Even later bereikten we een dwarsgelegen veldweg en daar hielden we links aan, stilaan richting Wéris. We volgden aldaar het Circuit des pierres de légende, richting lager gelegen Wéris, het zogeheten Waalse Stonehenge. Via een gemakkelijk te bewandelen asfaltweg, bereikten we korte tijd later de dorpskern van Wéris. We bewandelden een kort stukje de Route Champêtre. Daar in Wéris, hadden we even oog voor enkele kunstwerkjes en namen ook de tijd even te verpozen op het terras van het plaatselijke Musée des Megalithes, alwaar we werden voorzien van een kanjer van een stempel in ons wandelboekje. Na een heerlijke koffie zetten we ons terug in beweging en wandelden via een pittoresk steegje richting Sint-Walburgakerk. We wandelden langsheen de voorkant van de kerk, om via een trapje terug de openbare weg te bereiken. We volgden van dan af de gele bordjes N°. 1 van de route Les mégalithes. We wandelden langsheen enkele fraaie huizen verder, richting volgende bezienswaardigheid: Dolmen de Wéris. Deze voormalige begraafplaats werd ook destijds opgebouwd uit puddingsteen.
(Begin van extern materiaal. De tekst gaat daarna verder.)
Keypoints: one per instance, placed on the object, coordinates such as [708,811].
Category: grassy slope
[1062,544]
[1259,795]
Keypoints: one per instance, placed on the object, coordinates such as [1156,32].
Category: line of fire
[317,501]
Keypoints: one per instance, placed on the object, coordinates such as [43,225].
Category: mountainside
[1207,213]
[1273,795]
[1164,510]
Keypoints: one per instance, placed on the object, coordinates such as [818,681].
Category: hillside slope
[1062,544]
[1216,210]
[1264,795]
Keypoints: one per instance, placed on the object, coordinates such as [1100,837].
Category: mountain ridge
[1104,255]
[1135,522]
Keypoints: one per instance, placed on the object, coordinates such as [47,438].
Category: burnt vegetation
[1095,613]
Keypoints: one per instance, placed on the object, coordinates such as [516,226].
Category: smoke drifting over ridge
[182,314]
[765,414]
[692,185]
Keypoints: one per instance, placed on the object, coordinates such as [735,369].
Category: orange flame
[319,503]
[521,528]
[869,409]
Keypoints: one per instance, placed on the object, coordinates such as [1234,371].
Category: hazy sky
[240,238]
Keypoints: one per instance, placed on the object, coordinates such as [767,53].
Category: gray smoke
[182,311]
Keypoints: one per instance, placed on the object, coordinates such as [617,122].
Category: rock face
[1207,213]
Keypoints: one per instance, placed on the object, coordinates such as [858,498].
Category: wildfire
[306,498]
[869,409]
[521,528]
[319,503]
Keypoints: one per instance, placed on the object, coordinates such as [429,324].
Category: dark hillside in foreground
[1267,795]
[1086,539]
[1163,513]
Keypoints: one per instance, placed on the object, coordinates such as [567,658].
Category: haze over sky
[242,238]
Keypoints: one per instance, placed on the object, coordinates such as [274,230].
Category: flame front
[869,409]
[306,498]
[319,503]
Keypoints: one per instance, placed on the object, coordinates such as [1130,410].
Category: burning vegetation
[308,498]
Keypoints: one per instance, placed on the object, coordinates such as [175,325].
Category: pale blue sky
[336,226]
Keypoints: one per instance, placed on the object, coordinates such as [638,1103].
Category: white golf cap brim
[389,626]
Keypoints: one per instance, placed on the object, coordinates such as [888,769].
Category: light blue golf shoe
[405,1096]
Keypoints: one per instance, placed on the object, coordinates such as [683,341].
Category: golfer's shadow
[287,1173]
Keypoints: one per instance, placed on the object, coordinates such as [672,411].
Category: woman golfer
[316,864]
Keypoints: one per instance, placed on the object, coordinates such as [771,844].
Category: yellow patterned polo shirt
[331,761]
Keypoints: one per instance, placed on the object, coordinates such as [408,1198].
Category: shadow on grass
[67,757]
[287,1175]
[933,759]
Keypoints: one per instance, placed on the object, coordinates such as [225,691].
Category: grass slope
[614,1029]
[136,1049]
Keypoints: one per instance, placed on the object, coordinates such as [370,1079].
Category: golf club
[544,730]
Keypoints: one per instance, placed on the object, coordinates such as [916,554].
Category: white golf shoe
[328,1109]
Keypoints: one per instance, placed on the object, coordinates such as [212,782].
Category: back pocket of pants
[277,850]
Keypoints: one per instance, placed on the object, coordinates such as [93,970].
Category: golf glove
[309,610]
Volgens onze wandelgids was deze begraafplaats 9,9 m lang en 4,6 m breed en was gevormd uit 16 blokken steen. Alvast een bezienswaardigheid onderweg, in deze toch al mooie en rustige wandelomgeving. Ter hoogte van deze Dolmen sloegen we linksaf en volgden een smalle betonweg over de nabijgelegen heuvelrug. Links in de verte bemerkten we vooreerst één en even verder drie menhirs. Aan het einde van het weggetje, bereikten we opnieuw een drukkere dwarsweg, alwaar we ons over vrij korte afstand naar rechts begaven. Even verderop verlieten we gelukkig deze drukke verkeersweg, via een smal pad aan de overkant van de weg, rechts dus. We trokken opnieuw doorheen een stukje bosgebied, langsheen enkele bouwvallige vakantiehuisjes en een alles ontsierende gsm-zendmast. Verderop kregen we een stukje kiezelweg voor de voeten en trokken voorbij een chaletwijk. Het weggetje gestaag volgend, bereikten we een tijdje later de wel erg drukke verkeersweg Route d’Oppagne. Ook hier hadden we het geluk, slechts over relatief korte afstand deze drukke weg te moeten volgen, vermits we later een parallel gelegen wegje volgden.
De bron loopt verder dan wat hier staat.